Refilling Ink Cartridges – The Good and the Bad Revisited

Wired’s Michael S. Lasky reviews refillable ink cartridges, both the good and bad. The good is lower ink costs, the bad is a messy refilling process and sub-par, muted color image quality.

Our own experience testing refilled ink cartridges has been similar – the refill process is messy and image quality isn’t as good. Plus, today’s ink cartridges incorporate chips that monitor ink levels. Once the cartridge is out of ink, an electronic switch is flipped, so that if you try to re-insert the cartridge, the chip will indicate that the cartridge is empty, even if it’s been refilled.

Our Take

In lieu of messy refilling and substandard image quality, we recommend the following in order to minimize ink costs:

  • Compare cost per page (cost of the ink cartridge divided by page yield). Among the lowest cost per page models are Hewlett-Packard’s Officejet series and Epson’s WorkForce series.

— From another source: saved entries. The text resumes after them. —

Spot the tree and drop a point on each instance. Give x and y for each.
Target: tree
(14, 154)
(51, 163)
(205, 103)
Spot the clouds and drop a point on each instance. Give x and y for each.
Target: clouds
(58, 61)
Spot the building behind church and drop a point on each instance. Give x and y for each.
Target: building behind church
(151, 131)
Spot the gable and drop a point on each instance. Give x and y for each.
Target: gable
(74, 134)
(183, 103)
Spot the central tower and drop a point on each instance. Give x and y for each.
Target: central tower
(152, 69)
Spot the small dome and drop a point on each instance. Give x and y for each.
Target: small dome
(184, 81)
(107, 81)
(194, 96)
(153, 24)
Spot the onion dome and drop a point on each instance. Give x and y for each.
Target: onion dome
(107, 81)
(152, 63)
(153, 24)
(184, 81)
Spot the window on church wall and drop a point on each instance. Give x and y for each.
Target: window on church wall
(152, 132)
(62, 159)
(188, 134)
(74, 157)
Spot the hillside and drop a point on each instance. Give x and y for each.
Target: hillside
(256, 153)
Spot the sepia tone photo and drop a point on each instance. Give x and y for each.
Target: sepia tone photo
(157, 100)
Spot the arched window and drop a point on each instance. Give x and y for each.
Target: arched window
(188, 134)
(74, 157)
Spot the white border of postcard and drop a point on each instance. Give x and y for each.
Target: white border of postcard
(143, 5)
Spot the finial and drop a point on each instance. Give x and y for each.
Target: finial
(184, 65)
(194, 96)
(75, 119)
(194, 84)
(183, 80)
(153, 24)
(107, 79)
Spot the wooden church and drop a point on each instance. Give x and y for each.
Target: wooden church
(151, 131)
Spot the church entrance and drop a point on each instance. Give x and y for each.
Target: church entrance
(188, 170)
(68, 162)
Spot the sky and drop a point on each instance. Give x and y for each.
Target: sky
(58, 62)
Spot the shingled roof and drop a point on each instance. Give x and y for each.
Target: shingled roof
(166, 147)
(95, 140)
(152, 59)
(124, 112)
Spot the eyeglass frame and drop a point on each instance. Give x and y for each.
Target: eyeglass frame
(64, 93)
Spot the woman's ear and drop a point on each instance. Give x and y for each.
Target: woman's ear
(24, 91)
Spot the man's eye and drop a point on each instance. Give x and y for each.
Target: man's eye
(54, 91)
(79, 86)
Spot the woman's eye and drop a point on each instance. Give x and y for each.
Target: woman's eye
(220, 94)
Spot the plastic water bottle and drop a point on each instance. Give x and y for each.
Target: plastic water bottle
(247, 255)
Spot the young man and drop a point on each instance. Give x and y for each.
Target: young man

These business-level All-in-Ones are typically more expensive than consumer-level counterparts, but their Total Cost of Ownership (acquisition price plus cost per page at various monthly volumes) will be lower.
  • Use the draft setting whenever possible – you’ll use less ink, and in most cases, image quality will be acceptable for most in-house uses.
  • Whenever possible, make sure you check the setting so that all black output – typically black text – is printed using only black ink, as some printers use a combination of cyan, yellow and magenta colors to print black, something you don’t want to do.

You can read Wired’s review of Silo’s refillable ink-cartridge system here.

Other Resources

1 Response

  1. Karen says:

    All good points. A lot of people get messy with the refill kits or mess up their inks, but its not because the ink is bad. They don’t know what they are doing.